The essay by Yahya R. Sarraj published on Christmas Eve comes amid fury over Rep. Alexandria Ocasio-Cortez’s social media post that denounced Israel as a violent occupying force and likened Jesus to Palestinians.
Sarraj’s op-ed — titled “I Am Gaza City’s Mayor. Our Lives and Culture Are in Rubble” — condemned Israel for “caus[ing] the deaths of more than 20,000 people” and for destroying or damaging “about half the buildings” in the Gaza Strip.
The Times’s decision to grant a platform to Sarraj, who was appointed mayor of Gaza City by Hamas in 2019 after a career in academia, sparked an immediate backlash from many on social media.
“I wonder, would NYT also publish an op-ed from Al-Qaeda justifying 9-11? Of course not, but there is no red line to this paper’s Jew-hatred,” tweeted Arsen Ostrovsky, an International Human Rights lawyer who describes himself on X as a Zionist.
“Unbelievable. This is a Hamas-appointed Mayor,” another X user wrote, adding: “They slaughtered and raped their neighbors and have the nerve to represent themselves as victims?”
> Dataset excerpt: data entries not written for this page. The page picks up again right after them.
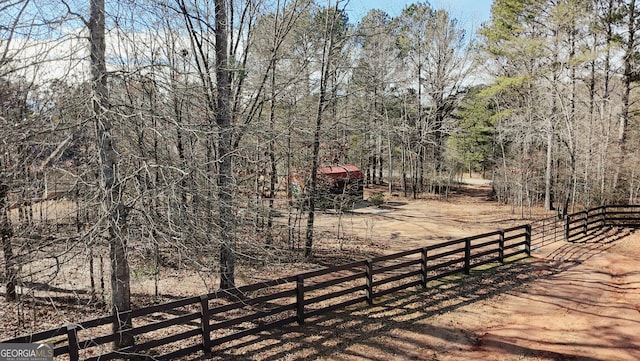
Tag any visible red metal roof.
[318,164,363,179]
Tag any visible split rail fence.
[3,206,640,361]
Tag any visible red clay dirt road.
[214,214,640,361]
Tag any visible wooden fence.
[3,206,640,361]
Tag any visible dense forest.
[0,0,640,344]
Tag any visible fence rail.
[3,206,640,361]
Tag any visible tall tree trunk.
[613,0,638,200]
[89,0,133,348]
[0,184,17,302]
[304,2,337,257]
[215,0,235,289]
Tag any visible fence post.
[296,275,304,325]
[498,230,504,263]
[524,224,531,257]
[200,295,211,356]
[365,259,373,305]
[67,325,80,361]
[464,239,471,275]
[420,247,427,289]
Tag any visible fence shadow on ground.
[204,253,596,361]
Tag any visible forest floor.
[0,181,640,361]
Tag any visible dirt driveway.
[214,233,640,361]
[214,184,640,361]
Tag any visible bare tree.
[88,0,133,348]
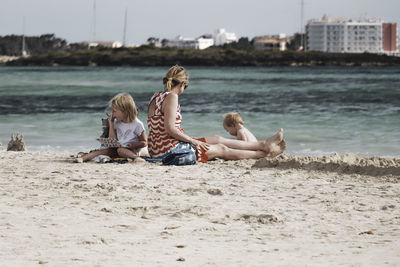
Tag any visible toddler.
[76,93,147,162]
[223,112,257,141]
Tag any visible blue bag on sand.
[162,143,196,166]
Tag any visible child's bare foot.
[262,128,283,154]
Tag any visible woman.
[147,65,286,165]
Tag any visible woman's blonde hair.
[163,65,189,91]
[110,93,138,122]
[223,112,244,127]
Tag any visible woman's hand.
[108,112,114,125]
[192,139,210,151]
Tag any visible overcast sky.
[0,0,400,44]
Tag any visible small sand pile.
[253,153,400,176]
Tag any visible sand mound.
[253,153,400,177]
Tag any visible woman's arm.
[162,93,208,149]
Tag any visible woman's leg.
[205,129,283,153]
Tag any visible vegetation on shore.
[6,46,400,66]
[0,34,400,66]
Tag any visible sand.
[0,150,400,266]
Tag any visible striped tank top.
[147,91,208,162]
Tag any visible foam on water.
[0,67,400,157]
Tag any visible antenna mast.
[92,0,96,42]
[122,8,128,46]
[21,17,28,57]
[300,0,305,51]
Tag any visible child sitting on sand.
[222,112,257,141]
[76,93,147,163]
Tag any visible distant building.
[165,35,214,50]
[382,23,397,52]
[86,41,122,48]
[253,34,291,51]
[213,29,237,46]
[306,16,396,53]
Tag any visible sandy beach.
[0,150,400,266]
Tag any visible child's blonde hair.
[110,93,138,122]
[163,65,189,91]
[223,112,244,127]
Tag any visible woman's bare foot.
[266,140,286,158]
[133,157,146,163]
[262,128,283,154]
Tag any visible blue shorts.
[146,142,196,166]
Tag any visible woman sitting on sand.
[147,65,286,165]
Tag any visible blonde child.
[222,112,257,141]
[76,93,147,162]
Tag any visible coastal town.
[0,16,400,64]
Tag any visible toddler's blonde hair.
[223,112,244,127]
[110,93,138,122]
[163,65,189,91]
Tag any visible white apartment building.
[306,16,383,53]
[166,35,214,50]
[213,29,237,46]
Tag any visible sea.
[0,66,400,158]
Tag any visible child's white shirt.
[114,118,144,146]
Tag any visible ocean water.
[0,66,400,157]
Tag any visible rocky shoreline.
[5,47,400,67]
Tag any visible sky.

Others slammed Sarraj for ignoring the Hamas massacre that led to Israel launching its assault on Gaza.
“Literally a member of Hamas, you have no shame or dignity NYT,” wrote an X user.
Some did defend the Times for giving voice to Sarraj.
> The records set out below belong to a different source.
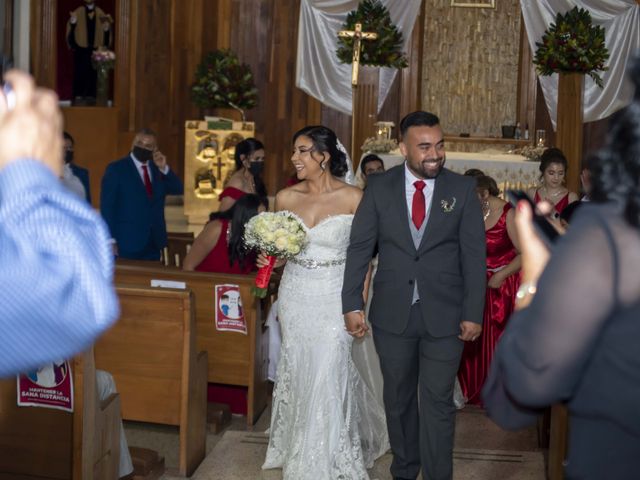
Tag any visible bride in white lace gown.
[263,127,389,480]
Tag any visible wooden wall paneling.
[30,0,58,90]
[516,15,538,139]
[216,0,231,48]
[114,0,138,137]
[400,2,426,121]
[531,81,556,147]
[556,73,585,192]
[321,105,352,164]
[132,0,178,169]
[256,0,321,193]
[2,0,14,59]
[347,65,380,160]
[167,0,204,178]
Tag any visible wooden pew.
[115,264,268,426]
[160,232,194,268]
[0,350,120,480]
[94,286,207,476]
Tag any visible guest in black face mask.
[218,138,267,212]
[62,132,91,203]
[100,128,183,260]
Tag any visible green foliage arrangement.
[336,0,409,68]
[533,7,609,88]
[191,50,258,120]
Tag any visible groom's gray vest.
[408,206,433,305]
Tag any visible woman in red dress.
[182,195,266,274]
[182,194,266,415]
[527,148,578,218]
[458,175,520,405]
[218,138,267,212]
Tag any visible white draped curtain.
[520,0,640,127]
[296,0,422,115]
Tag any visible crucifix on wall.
[338,23,378,87]
[338,23,379,159]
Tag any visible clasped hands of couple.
[256,253,482,342]
[344,310,482,342]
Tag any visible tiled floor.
[125,407,545,480]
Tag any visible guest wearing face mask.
[100,128,183,260]
[62,132,91,203]
[218,138,267,212]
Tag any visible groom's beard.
[409,154,447,179]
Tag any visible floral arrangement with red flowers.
[533,7,609,88]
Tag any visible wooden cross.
[338,23,378,87]
[212,155,227,182]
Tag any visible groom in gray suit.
[342,111,486,480]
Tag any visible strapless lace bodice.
[294,215,353,264]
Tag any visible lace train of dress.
[262,215,389,480]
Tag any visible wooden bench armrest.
[180,350,209,477]
[93,393,122,478]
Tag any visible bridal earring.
[482,200,491,221]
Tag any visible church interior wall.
[422,0,524,137]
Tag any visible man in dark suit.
[100,128,183,260]
[64,132,91,203]
[342,112,486,480]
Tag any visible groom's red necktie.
[142,165,152,197]
[411,180,425,230]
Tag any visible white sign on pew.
[151,278,187,290]
[215,285,247,335]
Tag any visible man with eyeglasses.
[100,128,183,260]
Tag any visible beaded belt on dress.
[289,257,347,268]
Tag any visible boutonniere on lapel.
[440,197,456,213]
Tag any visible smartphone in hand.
[507,190,560,247]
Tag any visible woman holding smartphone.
[483,59,640,480]
[527,148,578,218]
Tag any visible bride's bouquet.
[244,211,307,298]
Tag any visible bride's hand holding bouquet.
[244,211,307,298]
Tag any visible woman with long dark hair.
[483,59,640,480]
[458,171,520,405]
[527,147,578,218]
[218,138,267,212]
[182,194,267,273]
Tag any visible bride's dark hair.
[291,125,349,177]
[588,57,640,228]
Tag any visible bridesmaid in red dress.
[182,194,266,415]
[182,194,267,274]
[218,138,267,212]
[527,148,578,218]
[458,175,520,405]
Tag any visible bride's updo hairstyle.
[291,125,349,178]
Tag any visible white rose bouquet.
[244,211,307,298]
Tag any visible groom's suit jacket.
[342,165,486,337]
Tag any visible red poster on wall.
[215,285,247,335]
[17,361,73,412]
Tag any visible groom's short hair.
[400,110,440,138]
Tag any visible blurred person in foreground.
[483,59,640,480]
[0,71,118,377]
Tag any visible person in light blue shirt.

“As much as I know so many ppl are angry and upset that the @nytimes published this letter from the Mayor of #Gaza, Yahya R. Sarraj, it is imperative that we listen — whether we like it or not — to other voices,” wrote an X user with handle Keep The Stroke.
“But let’s be clear, Yahya Sarraj, was intricately aware of the tunnels being build under #Gaza. As we all know, Sarraj probably would have been killed and/or family threatened, if he didn’t tow the line. Either way Sarraj was complicit in what has befallen Gaza.”
The Post has sought comment from The Times.
Israel launched a massive military campaign in Gaza following the Oct. 7 terrorist attack by Hamas gunmen which left around 1,200 soldiers and civilians dead.
Scores of Israeli soldiers and civilians also were taken hostage and remain in captivity in the Gaza Strip.
Times critics also pointed out that former op-ed page editor James Bennet was forced out after the paper’s staffers were outraged over his decision to green-light a guest column by Sen. Tom Cotton (R-Ark.).
Cotton used the op-ed in the summer of 2020 to call for a forceful military response to crack down on rioting by Black Lives Matter and Antifa demonstrators in the wake of the killing of George Floyd at the hands of Minneapolis police.
Bennet published a column in The Economist earlier this month in which he acknowledged that his former employer has a “liberal bias” that has “metastasized…to illiberal bias.”
He also wrote that the Times went “from an inclination to favor one side of the national debate to an impulse to shut debate down altogether.”